Bunun gibi, kadının, İslâm’ın tayin ettiği kadarıyla örtülü olması, hürriyete ve haysiyete aykırı olmak şöyle dursun, tam aksine ona hürriyet ve haysiyet verir. Çünkü bu durum, kadını, ahlâk yoksunu ve kaba kişilerin taarruzlarından, saldırılarından korur.
Kadının şerefi onu, dışarıya çıktığında vakarlı, ağırbaşlı olmaya, davranış ve giyiniş tarzıyla tahriklere yol açacak, erkeği kendisine çekecek hareketlerde bulunmamaya, süslü-püslü elbise giyip dikkat çekmekten, yolda cilveli yürümekten, erkeklere ümit verici şekilde konuşmaktan kaçınmaya mecbur kılmaktadır.
Tesettüre yapılan tenkitlerden biri de, kadın ve erkek arasına sınır çekilmesinin, arzuları körükleyeceği iddiasıdır. Kadınla erkek arasına tesettür gibi sınırlar konursa, erkeğin cinsi arzusu daha da artarmış! Eğer, çıplaklık ve cinsellik serbest olsaymış, bir müddet sonra halk alışıp onlara bakmayacakmış!

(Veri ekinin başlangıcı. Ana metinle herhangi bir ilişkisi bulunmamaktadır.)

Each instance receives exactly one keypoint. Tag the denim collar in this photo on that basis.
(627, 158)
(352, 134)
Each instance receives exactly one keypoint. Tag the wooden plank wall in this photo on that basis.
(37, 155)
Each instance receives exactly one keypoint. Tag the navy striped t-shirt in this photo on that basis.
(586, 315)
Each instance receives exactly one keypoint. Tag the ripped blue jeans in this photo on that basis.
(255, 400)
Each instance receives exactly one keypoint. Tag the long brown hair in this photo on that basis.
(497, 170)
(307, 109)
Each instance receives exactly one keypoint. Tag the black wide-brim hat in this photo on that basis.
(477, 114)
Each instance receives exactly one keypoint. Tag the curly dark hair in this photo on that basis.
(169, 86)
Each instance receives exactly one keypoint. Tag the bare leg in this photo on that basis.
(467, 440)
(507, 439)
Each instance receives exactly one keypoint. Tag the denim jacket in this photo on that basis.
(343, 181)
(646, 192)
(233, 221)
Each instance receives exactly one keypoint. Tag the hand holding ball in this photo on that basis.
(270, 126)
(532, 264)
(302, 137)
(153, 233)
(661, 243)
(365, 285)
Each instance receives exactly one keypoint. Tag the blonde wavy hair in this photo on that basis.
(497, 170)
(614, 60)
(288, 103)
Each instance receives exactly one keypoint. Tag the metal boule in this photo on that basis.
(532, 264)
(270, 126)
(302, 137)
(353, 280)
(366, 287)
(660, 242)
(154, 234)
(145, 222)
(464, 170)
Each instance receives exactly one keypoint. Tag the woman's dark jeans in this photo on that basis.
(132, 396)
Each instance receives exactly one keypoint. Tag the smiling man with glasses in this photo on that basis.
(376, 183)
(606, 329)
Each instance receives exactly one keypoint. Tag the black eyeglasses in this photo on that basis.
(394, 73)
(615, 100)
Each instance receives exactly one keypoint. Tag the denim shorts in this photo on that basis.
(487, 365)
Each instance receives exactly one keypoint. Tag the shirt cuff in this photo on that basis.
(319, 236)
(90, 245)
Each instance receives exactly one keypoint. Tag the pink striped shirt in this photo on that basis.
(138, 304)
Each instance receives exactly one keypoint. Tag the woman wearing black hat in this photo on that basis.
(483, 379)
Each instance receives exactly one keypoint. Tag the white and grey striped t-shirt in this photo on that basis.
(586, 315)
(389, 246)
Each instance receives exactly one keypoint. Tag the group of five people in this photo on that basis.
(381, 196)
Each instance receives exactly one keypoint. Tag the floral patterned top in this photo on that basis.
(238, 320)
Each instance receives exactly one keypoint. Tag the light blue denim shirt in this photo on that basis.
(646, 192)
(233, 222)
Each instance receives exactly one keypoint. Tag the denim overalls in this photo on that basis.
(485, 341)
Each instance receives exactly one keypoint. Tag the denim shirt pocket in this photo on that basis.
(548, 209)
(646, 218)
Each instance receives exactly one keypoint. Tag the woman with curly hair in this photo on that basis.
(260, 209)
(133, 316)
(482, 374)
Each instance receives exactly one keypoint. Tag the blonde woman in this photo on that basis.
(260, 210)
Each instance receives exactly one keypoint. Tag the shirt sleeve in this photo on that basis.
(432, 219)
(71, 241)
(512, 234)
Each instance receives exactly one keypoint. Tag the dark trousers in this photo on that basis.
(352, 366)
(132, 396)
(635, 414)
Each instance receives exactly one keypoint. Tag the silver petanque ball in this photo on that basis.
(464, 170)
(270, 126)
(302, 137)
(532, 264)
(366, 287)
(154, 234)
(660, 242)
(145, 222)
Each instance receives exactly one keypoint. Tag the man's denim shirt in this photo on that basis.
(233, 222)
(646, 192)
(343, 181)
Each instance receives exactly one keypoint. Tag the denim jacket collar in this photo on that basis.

Hâlbuki tecrübeler, bu iddianın boş olduğunu göstermektedir. Bu iddia doğru olsaydı, Batı toplumlarmda tecavüzler, cinsî sapıklıklar bu kadar yaygın olmazdı. Tecrübeler, cinsel serbestliğin, şehveti daha da körükleyerek önüne geçilmez bir hırs haline getirdiğini göstermektedir.
Cinsî susamışlık; tatmin olacak, doyacak cinsten değildir. Böyle bir macera peşine düşen erkek, yüzlerce kadından oluşan bir hareme sahip olsa bile yine başka kadınlar arar. Sınırları kaldırarak hevesi doyurmak mümkün değildir. Bu yola başvuran kimse, aynen ateşi odunla söndürmek isteyene benzer.
Genel olarak insan tabiatı, cinsel istekleri açısından sınır tanımaz. İnsan ruhen sonsuz istek ve arzularla yaratılmıştır. Hele ruhsal arzular maddî yönde olursa, hiçbir sınır tanımaz.
İçgüdünün huzur ve rahata kavuşması için; içgüdüler, tabii ihtiyacı miktarınca tatmin edilmeli, ayrıca tahrik ve heyecanlara gem vurulmalıdır.